Ideally a cleanroom app built with Kotlin and Jetpack Compose using Android Studio and Gradle could consume the rendering engine from Chromium through an abstraction layer that would shield the browser app from the constant churn of Chromium and not be costly to maintain.
Our exploration led us to WebLayer–a “high level embedding API to support building a browser.” It provides an insulating API around the key parts of Chromium’s engine. However it remains unclear how well it’s supported within the Chromium community, but an API of this sort is what’s needed.
WebLayer alone is however not enough. It is intended to be bundled as part of the WebView as an alternative API to the guts of Chromium. We had to figure out if this API could be repurposed and bundled as part of the embedding application.
Unfortunately this undertaking was more complex than we had hoped. Using this API and the code underneath it as an Android library is not a ready-made option. It is designed to be bundled up as an APK and used by other apps through reflection. The Chromium code in question is a bunch of Java code, resources, native libraries and a very specific set of Android library dependencies.
This last bit is significant.
Any application UI code that wants to link against the Chromium code as a library would need to use the same set of dependencies, the same set of AndroidX libraries, etc. However, Chromium uses its own custom build system, not Gradle, to specify everything, and trying to align these dependencies would be a mess.
That sent us back to square one. We had to decide whether to just give up and build the application UI using Chromium’s build system instead of Gradle and accept that there is no low cost way of building on top of Chromium, or keep looking for some other way. Could we have our cake and eat it too?

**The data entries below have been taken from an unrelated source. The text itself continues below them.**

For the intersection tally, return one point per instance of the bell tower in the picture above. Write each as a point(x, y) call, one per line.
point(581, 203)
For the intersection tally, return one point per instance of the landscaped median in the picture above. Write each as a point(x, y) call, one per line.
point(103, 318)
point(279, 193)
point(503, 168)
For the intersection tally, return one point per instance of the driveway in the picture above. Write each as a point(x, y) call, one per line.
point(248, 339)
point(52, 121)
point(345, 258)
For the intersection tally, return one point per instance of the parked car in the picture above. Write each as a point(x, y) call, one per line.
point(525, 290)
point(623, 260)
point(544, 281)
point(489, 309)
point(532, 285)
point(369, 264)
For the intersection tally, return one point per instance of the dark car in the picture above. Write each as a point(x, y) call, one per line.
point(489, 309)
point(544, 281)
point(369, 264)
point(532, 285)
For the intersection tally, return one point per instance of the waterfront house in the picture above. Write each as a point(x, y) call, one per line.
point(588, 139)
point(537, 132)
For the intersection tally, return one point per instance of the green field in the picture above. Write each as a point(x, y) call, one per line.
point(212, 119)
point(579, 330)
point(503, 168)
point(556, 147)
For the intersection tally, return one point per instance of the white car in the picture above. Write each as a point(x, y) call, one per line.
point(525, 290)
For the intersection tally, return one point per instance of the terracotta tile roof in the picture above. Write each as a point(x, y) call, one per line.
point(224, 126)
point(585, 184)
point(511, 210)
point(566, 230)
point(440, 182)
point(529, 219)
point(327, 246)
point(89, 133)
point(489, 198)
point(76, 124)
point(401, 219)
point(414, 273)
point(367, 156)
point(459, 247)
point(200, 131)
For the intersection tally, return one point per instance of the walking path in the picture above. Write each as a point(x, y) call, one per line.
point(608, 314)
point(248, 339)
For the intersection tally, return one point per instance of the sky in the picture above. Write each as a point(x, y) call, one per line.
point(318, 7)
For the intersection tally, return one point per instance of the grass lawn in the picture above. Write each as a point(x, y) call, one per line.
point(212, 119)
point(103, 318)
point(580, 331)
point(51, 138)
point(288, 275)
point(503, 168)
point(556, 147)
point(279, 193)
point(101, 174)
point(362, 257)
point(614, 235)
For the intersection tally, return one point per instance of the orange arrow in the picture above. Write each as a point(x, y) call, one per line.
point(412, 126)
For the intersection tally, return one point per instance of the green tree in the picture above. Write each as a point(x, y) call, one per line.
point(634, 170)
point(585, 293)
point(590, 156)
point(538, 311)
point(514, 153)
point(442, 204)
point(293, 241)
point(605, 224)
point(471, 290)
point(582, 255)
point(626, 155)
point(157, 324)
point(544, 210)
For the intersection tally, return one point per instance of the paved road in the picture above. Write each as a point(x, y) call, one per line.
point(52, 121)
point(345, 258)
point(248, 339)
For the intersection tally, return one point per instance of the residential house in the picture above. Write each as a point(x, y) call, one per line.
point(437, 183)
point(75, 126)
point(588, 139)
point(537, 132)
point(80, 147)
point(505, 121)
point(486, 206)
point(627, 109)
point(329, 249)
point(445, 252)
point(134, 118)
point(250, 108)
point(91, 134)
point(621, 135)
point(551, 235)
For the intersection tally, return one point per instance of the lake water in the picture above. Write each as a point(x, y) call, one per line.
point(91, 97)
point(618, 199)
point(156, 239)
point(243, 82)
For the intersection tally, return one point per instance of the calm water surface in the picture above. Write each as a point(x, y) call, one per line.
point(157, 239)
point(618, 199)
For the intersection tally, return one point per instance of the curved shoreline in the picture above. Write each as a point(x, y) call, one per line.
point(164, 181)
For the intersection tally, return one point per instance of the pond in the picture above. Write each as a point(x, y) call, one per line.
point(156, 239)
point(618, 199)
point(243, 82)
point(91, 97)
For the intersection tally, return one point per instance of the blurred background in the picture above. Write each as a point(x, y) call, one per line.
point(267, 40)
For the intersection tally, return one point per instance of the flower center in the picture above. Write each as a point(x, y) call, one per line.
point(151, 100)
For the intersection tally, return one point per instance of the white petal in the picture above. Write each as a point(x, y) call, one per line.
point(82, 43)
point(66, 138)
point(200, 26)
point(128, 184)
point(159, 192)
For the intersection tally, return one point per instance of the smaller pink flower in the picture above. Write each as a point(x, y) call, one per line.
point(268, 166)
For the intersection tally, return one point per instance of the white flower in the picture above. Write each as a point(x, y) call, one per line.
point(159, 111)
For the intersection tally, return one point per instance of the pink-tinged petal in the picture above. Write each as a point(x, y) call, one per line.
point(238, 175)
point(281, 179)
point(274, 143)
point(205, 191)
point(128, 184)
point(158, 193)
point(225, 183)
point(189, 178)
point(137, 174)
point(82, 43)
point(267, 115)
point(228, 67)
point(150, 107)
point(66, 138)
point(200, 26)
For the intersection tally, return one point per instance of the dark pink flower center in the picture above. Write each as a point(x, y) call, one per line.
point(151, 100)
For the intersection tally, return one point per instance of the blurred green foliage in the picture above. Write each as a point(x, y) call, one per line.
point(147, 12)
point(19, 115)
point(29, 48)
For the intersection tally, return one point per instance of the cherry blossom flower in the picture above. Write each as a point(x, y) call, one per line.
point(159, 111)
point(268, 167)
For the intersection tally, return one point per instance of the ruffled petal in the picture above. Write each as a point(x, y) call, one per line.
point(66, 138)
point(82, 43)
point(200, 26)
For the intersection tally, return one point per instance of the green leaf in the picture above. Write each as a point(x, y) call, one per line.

Then it hit, what about Android feature modules? Could the Chromium code be packaged up as a feature module and deployed that way? The WebLayer code is designed to be loaded dynamically out of another package–as part of WebView–in a manner that isolates its dependencies.
Feature modules do provide a way to split up your application into multiple APKs and have those deployed to the device as a single application entry. If the application UI can be one of those APKs and the Chromium code can be a separate APK, then we’d be set.
Of course, the devils in the details of course, and it doesn’t just work out of the box. It turns out there are several knobs and switches that are key to pulling this off. First, the application needs to declare that it is using isolated splits, which is a barely documented feature of the system. This is specified as an attribute on the application manifest.
Second, the app bundle needs to be configured to treat the Chromium split as install-time and removable so that it will always be present on the device as a separate APK and not eligible to be merged / fused into the main APK. Note, this limits the solution to Android O or later.
Another crucial piece of the puzzle involves making sure resource IDs specified by Chromium and its dependencies can be resolved properly. This is accomplished via some remarkable hackery that is already present in the WebLayer implementation code but that needs some updating for our setup.
Finally and critically, it is necessary to use DelegateLastClassLoader instead of PathClassLoader when loading Java classes from the Chromium feature module. This way the dexPath of the feature module will be preferred over that of the base module, enabling the two modules to define the same symbols–from different versions of the same AndroidX libraries–and avoid runtime errors.
And with that overview, here’s the actual details in the form of a git commit that enables the WebLayer code and its dependencies to be neatly encapsulated into a feature module that a “normal” Android app can consume. (This technique can potentially be useful in other situations in which it would be nice to bundle up multiple distinct APKs into a single application and deploy them together.)
And with all of that, we now have a system that enables us to build a fresh browser app using modern technologies, standard Android build tools and is insulated from the constant churn of the Chromium project. This approach is how we built the Neeva browser for Android. We’ll have much more to say about how we used Kotlin and Jetpack Compose to bring the experience together.